Oto co znalazlam dzisiaj w sieci ( niestety, znowu po francusku, wiec sprobuje przetlumaczyc ):
Histoire d'une libellule
Au fond d’un vieux marécage vivaient quelques larves qui ne pouvaient comprendre pourquoi nul du groupe ne revenait après avoir rampé le long des tiges de lys jusqu’à la surface de l’eau. Elles se promirent l’une à l’autre que la prochaine qui serait appelée à monter reviendrait dire aux autres ce qui lui était arrivé.
Bientôt, l’une se sentit poussée de façon irrésistible à gagner la surface ; elle se reposa au sommet d’une feuille de lys et subit une magnifique transformation qui fit d’elle une libellule avec de forts jolies ailes. Elle essaya en vain de tenir sa promesse. Volant d’un bout à l’autre du marais, elle voyait bien ses amies en bas. Alors, elle comprit que même si elles avaient pu la voir, elles n’auraient pas reconnu comme une des leurs une créature si radieuse.
Le fait que nous ne pouvons voir nos amis et communiquer avec eux après la transformation que nous appelons la mort n’est pas une preuve qu’ils ont cessé d’exister.
Walter Dudley Cavert
Historia jednej wazki
Na dnie starego grzezawiska zyly sobie gasienice, ktore nie mogly zrozumiec, dlaczego zadna z nich, kiedy wczolgala sie juz po lodydze kwiatu lilli az na powierzchnie wody, nigdy juz do nich nie wracala... Obiecaly sobie, ze gdy tylko ktoras z nich zacznie swoja wspinaczke, zejdzie na dol do kolezanek, aby opowiedziec, co jej sie przydarzylo.
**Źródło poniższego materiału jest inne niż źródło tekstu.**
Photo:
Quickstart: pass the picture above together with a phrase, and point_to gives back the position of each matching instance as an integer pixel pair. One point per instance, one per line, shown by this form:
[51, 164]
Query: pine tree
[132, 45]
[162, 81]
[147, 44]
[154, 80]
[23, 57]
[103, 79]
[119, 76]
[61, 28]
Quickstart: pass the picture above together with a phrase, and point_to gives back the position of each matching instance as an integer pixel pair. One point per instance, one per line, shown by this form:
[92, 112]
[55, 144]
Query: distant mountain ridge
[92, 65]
Wkrotce jedna z gasienic poczula nieodparta chec pojscia do gory, wspiela sie i przycupnela na lisciu lilli, zeby odpoczac. Nagle dokonala sie przemiana, dzieki ktorej z gasienicy wyrosla wazka z przepieknymi skrzydlami. Tak przeobrazona gasienica usilowala na prozno dotrzymac danego kolezankom slowa. Fruwajac z jednego konca grzezawiska na drugi widziala swoje przyjaciolki, ktore zostaly na dnie. Wkrotce zrozumiala, ze gdyby one ja zobaczyly, to i tak nie rozpoznalyby w tak olsniewajacej kreaturze dawnej gasienicy.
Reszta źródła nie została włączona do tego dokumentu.